Hockey Players That Would Make Good Poker Players

14/05/2018

Despite its desert location, Las Vegas is now home to an ice hockey team. Following much speculation, the Las Vegas Golden Knights skated onto the ice for the first time in 2017. With Sin City now crawling with players and fans alike, the obvious question is: could any hockey buffs make it big in the betting world?

Well, if we leave casino games to one side on account of them involving a large amount of luck, it makes sense to consider online poker or poker in a casino as a potential competitive outlet for hockey’s finest.

With Vegas being home to many of the best players in the game, a visiting hockey player would have no shortage of action if they wanted to play. However, with the likes of Phil Ivey and Doyle Brunson being tougher to beat than an NHL enforcer, anyone wanting to ante-up would need their wits about them. This raises a second question: which hockey players could cut it at the felt?

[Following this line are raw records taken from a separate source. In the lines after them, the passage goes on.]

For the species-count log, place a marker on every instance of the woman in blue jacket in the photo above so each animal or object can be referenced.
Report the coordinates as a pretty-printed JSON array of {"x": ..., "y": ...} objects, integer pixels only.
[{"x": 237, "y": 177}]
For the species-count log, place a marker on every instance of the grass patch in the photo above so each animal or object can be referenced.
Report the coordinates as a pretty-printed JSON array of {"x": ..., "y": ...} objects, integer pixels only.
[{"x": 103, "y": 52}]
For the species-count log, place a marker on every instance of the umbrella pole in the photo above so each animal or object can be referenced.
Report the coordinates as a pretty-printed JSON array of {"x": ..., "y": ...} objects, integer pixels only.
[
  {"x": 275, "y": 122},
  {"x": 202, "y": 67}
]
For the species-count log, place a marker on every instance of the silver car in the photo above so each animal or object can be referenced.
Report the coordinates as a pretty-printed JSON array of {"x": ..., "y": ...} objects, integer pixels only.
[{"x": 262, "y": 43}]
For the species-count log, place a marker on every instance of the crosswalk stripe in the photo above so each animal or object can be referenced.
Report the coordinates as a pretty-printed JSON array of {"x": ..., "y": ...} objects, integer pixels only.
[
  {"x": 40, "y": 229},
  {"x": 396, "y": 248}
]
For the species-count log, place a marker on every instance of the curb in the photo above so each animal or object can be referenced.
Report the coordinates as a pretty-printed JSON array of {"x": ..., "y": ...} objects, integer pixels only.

Greg Mueller: From Germany to Las Vegas

The obvious answer is Greg Mueller. The German-Canadian defenceman enjoyed almost as much success playing poker as he did in hockey. After spending two seasons with Munich Hedos between 1992 and 1994, Mueller went on to play for hockey teams across Germany before hanging up his stick in 1999. With his sporting career over, Mueller turned his hand to poker.

Taking his defensive, competitive style to the felt, Mueller went on to win two WSOP bracelets in 2009. Those victories catapulted him into the big time, and today he’s still grinding. As of 2018, the hockey-turned-poker-pro had banked $2.8 million from live tournaments, which suggests he’s more than capable of experiencing the perks of being a high roller.

Scott Hartnell: The Winger Who Danced Rings Around the Pros

Another player that has some form at the poker table is Scott Hartnell. The 6ft 2in Canadian will be better known to Nashville Predators fans as the left winger who was a first-round draft in 2000. Today, as well as gliding his 215lb frame across the ice and scoring an average of 20 goals per season, Hartnell is the winner of the 2009 NHL Charity Shootout Presented by Pokerstars.net.

Despite being a charity event contested by NHL greats, the tournament did feature some high-level pros. As well as Vanessa Rousso and Greg Raymer, Chris Moneymaker – the man who’s said to have started the poker boom – was in attendance.

Even with some skilled pros in his way, Hartnell was able to fake and attack at all the right times to lift the trophy and prove he’s got some serious poker skills.

Ken Daneyko: The Man with the Winner’s Mentality

Following in Mueller’s steps was former New Jersey Devils defenceman Ken Daneyko. The three-time Stanley Cup winner became a member of Team PartyPoker in 2014. The sponsorship deal was his chance to compete on the live tournament circuit with the best players in the world, and he didn’t waste it.

In fact, just before he was drafted by partypoker, Daneyko tasted success on the World Poker Tour (WPT). Although it wasn’t one of the tour’s $10,000 main events, Ken did manage to close out the Borgata Spring Poker Open by winning the $230 Deepstack for $14,723. For those not in the know, winning a Deepstack event takes more than luck. With the blinds less of a factor, these events are much more suited to skilled players. So, despite being a relative novice, Daneyko has proved that he’s more than capable of mixing it with the pros.

Arron Asham: Fast, Loose and Aggressive

The final player that could be a force in the poker world is Arron Asham. After spending 15 seasons in the NHL, Asham has not only developed a fighting spirit but also spent countless hours on buses traveling from game to game. According to Scott Hartnell, it was this time in between games that Asham showed his poker skills. While the results of said games remain private, we do know that Asham played poker just as aggressively as he played hockey.

“He's a loose player and likes to call everything, so he ends up catching more times than not," Hartnell said when asked to describe Asham’s skills. Tangling with a loose, aggressive player is never easy. If Asham were bold enough to sit down with the pros, this style could serve him very well. If that fails, a four-way showdown with our other hockey picks could certainly make for entertaining viewing.